St Johnswort blooms during Summer Solstice, the time that the sun is at its zenith. The flowers of St. Johnswort would be traditionally picked during this time. The Latin name Hypericum is dervied from the name of the Greek Sun God, Hyperion. But later the herb adopted its name from John the Baptist whose feast day is June 24th which is also very close to the Summer Solstice.

The bright yellow flowers hold the essence of the peak of summers sunshine. It was picked on either the Solstice or St. Johns Day. The very best blossoms would be carefully dried and brought out on Christmas Day and placed on the altar as a promise of the light returning during the darkest days of winter.
Legends said when the mass was performed correctly the dried St Johnswort flowers would revive.

Today they have found that the tincture of St Johnswort helps with depression and helps a person to return to a sunny disposition. The very essence of this plant is the flora of sunshine.

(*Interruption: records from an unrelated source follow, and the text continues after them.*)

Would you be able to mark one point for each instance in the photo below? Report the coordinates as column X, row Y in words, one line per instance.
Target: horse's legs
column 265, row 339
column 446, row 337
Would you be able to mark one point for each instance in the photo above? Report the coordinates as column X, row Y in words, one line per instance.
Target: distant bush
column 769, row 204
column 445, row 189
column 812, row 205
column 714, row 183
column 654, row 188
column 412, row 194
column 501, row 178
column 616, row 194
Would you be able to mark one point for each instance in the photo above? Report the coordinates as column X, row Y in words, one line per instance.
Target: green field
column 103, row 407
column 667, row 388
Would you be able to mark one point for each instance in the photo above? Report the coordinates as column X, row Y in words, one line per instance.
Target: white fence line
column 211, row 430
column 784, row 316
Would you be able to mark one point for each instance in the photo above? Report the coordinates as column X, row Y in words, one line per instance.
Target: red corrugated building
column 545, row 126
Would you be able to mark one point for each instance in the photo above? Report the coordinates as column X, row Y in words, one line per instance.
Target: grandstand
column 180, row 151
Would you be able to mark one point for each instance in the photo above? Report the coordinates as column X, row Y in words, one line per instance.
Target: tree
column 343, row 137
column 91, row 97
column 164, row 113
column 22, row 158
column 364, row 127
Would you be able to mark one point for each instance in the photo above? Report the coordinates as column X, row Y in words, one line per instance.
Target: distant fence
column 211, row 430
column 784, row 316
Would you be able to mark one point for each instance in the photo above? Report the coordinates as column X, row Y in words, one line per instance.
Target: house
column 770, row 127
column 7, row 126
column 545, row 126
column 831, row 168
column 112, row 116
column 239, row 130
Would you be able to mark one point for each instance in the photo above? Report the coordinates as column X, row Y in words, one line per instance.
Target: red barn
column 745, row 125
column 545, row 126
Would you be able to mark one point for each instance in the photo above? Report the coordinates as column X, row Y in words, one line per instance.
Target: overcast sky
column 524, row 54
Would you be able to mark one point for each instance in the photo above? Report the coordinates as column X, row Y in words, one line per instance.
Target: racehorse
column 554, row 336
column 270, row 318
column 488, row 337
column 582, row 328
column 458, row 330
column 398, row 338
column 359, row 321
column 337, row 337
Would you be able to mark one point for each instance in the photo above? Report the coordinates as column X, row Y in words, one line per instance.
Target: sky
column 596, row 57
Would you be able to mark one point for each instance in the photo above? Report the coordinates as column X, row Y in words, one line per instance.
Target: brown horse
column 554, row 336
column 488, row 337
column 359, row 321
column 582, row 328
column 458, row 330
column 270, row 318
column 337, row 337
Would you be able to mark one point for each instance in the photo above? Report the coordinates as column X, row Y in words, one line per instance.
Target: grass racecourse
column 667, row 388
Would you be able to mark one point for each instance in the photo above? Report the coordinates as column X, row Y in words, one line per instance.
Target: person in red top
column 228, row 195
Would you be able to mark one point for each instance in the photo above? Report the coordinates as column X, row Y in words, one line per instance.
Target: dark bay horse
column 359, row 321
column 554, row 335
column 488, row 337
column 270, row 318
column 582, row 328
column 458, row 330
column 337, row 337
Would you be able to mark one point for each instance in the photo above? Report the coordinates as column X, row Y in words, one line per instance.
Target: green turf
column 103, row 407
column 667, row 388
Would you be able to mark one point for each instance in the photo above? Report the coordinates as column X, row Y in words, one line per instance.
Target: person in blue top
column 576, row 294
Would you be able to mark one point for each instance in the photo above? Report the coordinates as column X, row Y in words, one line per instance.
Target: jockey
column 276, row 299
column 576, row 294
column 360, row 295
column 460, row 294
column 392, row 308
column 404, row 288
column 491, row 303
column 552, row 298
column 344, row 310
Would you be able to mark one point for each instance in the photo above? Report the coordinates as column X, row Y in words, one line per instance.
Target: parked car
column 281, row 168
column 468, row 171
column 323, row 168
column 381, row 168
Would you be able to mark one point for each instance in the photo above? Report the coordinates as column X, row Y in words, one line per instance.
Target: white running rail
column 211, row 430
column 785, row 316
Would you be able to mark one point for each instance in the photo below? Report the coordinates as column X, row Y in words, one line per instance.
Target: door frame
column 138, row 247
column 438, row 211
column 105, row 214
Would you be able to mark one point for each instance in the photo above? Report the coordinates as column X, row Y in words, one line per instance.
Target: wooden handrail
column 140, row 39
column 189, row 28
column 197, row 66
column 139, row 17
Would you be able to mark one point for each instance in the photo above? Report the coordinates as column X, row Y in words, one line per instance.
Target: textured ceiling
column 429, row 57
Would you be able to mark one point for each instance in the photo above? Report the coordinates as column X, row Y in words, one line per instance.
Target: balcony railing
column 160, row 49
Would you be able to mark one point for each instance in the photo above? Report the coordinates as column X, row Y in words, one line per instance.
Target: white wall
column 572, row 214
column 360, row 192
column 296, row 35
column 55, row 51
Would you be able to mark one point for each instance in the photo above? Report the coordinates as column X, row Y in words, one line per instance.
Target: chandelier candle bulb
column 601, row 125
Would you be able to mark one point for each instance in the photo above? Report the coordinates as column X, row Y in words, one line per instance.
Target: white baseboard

Several years in a row my friend Susan and I would gather St. Johnswort on Summer Solstice and place the fresh flowers in jars of vodak or ever-clear alcohol. We left them in the alcohol until Winter Solstice. Then we would strain the golden tincture into pint bottles a little less then half full. Next, we would take 2 cups of raw sugar with two cups of fresh spring water and place this on the stove and melt the sugar and spring water until the sugar dissolved which created a light syrup. We then would add, ( through tasting) a small amount of syrup into the tincture in the pint bottles and top off the rest of the bottle with a good brandy. You don’t want the cordial to be to sweet so tasting little spoonfuls at a time until you get the measurements just right, It was our taste buds that made the decision of the right measure of sweetness.
The result is an beautiful amber color cordial which a friend who tasted it on Winter Solstice gave it the name liquid light. That Winter Solstice into Christmas Day we gave bottles of the St. Johnswort Cordial as gifts of sunshine to many people in the neighborhood to chase the winter blues away.